Thiruvananthapuram, Thursday, February 09, 2012: CPM in Kerala has decided to support the agitation by nurses in private hospitals demanding proper wages and service conditions.
A resolution adopted by the party’s state meet said nurses and non-medical employees in private hospitals were “victims of severe exploitation” in Kerala and other parts of the country.
The resolution, released to the media by CPM polit bureau member Kodiyeri Balakrishnan, said the problem was all the more important since women accounted for 95 per cent of nurses in the state.
“Paramedics and non-medical employees in hospitals are an unorganised workforce and they are facing naked negation of wages and service conditions enjoyed by the orgnaised sectors,” it said.
There were a large number of cases where nurses work for upto 14 hours a day for 28 days in a month. The Minimum Wages Act for them brought in by the previous LDF government had been implemented only in 24 hospitals in the state.
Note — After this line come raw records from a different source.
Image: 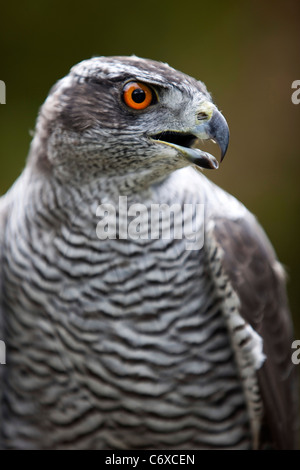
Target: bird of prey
[0,56,297,450]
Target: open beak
[152,102,229,169]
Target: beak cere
[151,103,229,169]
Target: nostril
[197,111,208,121]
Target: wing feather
[214,214,298,449]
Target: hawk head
[29,56,229,183]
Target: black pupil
[131,88,146,103]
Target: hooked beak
[152,101,229,169]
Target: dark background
[0,0,300,406]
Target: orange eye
[123,82,153,109]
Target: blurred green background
[0,0,300,338]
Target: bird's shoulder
[204,186,298,449]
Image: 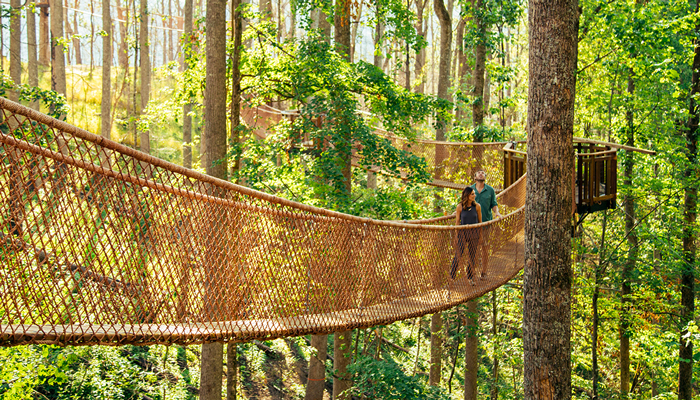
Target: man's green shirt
[472,183,498,222]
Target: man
[472,170,502,278]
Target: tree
[9,0,22,101]
[100,0,113,139]
[304,335,328,400]
[182,0,194,168]
[139,0,151,153]
[50,0,66,101]
[523,0,578,399]
[678,2,700,400]
[27,3,40,111]
[200,0,228,400]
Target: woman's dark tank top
[459,204,479,225]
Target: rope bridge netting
[0,98,525,345]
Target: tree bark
[182,0,194,168]
[7,0,22,101]
[230,0,243,177]
[472,0,486,136]
[51,0,66,103]
[72,0,83,65]
[619,64,638,399]
[414,0,428,94]
[100,0,112,139]
[37,0,51,66]
[226,342,238,400]
[333,331,352,400]
[428,313,443,386]
[464,300,479,400]
[139,0,150,153]
[678,2,700,400]
[200,0,228,400]
[27,7,40,111]
[304,335,328,400]
[523,0,578,399]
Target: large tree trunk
[100,0,112,139]
[428,312,443,386]
[27,7,40,111]
[678,2,700,400]
[139,0,150,153]
[472,0,486,135]
[464,300,479,400]
[8,0,22,101]
[333,331,352,400]
[182,0,194,168]
[304,335,328,400]
[619,68,638,398]
[37,0,51,66]
[523,0,578,400]
[199,0,228,400]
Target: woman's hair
[459,186,474,208]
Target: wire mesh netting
[0,98,525,345]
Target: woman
[450,186,481,285]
They were also being harassed by conditions of bond imposed on them while giving jobs, which came in the way of them going abroad where better job prospects await them.
It was against this background that nurses had begun to come out in protest from many hospitals in the state.
The party meet also adopted a resolution pledging support to the all-India general strike called by the central trade unions on February 28.
This was for the first time in recent times that all major trade unions including CITU, AITUC, INTUC, BMS and HMS had joined hands to protest the “neoliberal” policies of the central government, it said.